We found many hormone- and stress- related promoter’s cis-elements in GmVQ genes. Enhancer regions (CAAT-box) and core promoter element are around −30 bp of transcription start (TATA-box). Cis-acting regulatory element (A-box) are the common cis-acting elements in the promoter. Others cis-elements that were found in the 75 GmVQ s can be classified into three groups (Fig. 11). Twelve cis-elements involve in the hormone responsiveness; five cis-elements are stress-related elements: ARE/GC/LTR/MBS/TC; some GmVQ genes containe plant growth and development elements, such as CAT-box/circadian/GCN4/HD-Zip 1/MSA-like/RY-element. In addition, some GmVQ genes containe W-box motif, which is binding site for WRKY transcription factor.

Gene Ontology Enrichment

To further understand the functions of the GmVQs, we performed GO annotation and GO enrichment analyses (Fig. S2 and Table S8). The GO terms included three categories, biological process (BP), molecular function (MF) and cellular component (CC). GO enrichment confirmed that these GmVQs were enriched in the biological process (GO:0008150), regulation of biological process (GO:0050789) and biological regulation (GO:0065007) terms of the BP category. Cellular component (GO:0005575), intracellular (GO:0005622) and cell (GO:0005623) were the most abundant functions in the CC category (Table S8). MF was enriched in molecular function (GO:0003674) and binding (GO:0005488). The GO ebrichment suggested that GmVQs were play curcial roles in regulated of biological process.

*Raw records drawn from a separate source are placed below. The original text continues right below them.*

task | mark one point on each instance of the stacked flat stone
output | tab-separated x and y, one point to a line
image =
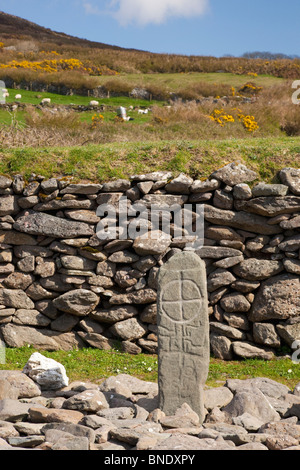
62	287
40	410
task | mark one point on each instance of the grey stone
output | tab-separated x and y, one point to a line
253	269
289	332
153	176
77	302
123	256
292	266
97	340
292	223
48	373
226	330
25	387
85	189
263	189
221	346
30	317
291	177
64	323
153	243
88	401
114	314
8	205
235	302
235	173
17	336
143	296
129	329
77	262
290	244
83	215
204	186
242	191
270	206
278	298
12	237
15	298
219	278
115	186
28	202
163	201
181	184
254	402
26	250
13	410
223	199
217	397
5	182
62	204
38	223
240	220
250	351
186	442
217	252
265	333
182	308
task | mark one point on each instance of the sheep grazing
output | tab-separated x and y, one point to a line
46	101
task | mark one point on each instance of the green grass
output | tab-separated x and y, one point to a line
176	81
120	160
33	97
95	365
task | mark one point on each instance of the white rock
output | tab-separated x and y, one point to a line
48	373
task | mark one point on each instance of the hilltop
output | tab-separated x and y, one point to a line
13	27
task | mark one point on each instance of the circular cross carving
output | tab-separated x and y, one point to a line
181	300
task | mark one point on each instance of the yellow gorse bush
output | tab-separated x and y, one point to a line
222	118
96	120
57	65
219	116
248	122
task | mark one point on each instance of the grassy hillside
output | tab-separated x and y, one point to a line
120	160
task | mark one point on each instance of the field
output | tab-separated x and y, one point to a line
204	112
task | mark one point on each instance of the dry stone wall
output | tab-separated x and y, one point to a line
62	287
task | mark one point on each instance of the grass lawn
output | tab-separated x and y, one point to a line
120	160
33	97
176	81
95	365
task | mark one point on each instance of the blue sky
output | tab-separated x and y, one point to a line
192	27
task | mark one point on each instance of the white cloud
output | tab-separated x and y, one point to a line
143	12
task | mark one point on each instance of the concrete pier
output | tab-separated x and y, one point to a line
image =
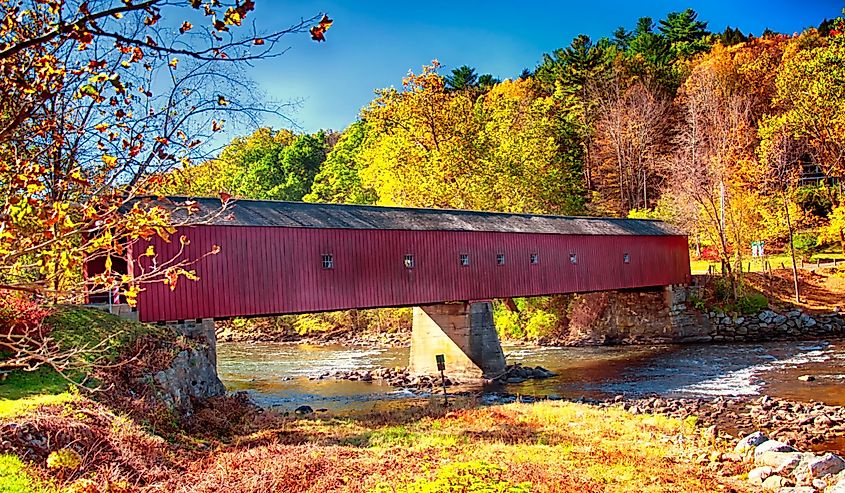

Gene interaction network analysis

Based on the PAIR tool, we found the functions and their interactions of the GmVQs and GmWRKYs. As shown in Fig. 12A, 3 GmWRKYs are supposed to interact with GmVQ proteins, included GmWRKY115, GmWRKY149 and GmWRKY156, all of them belong to WRKY’s IIc group. In the Fig. 12B, we found that GmWRKYs and AtWRKYs are quite similar in their core domains, indicated that they might have same functions, such as interacted with VQ proteins.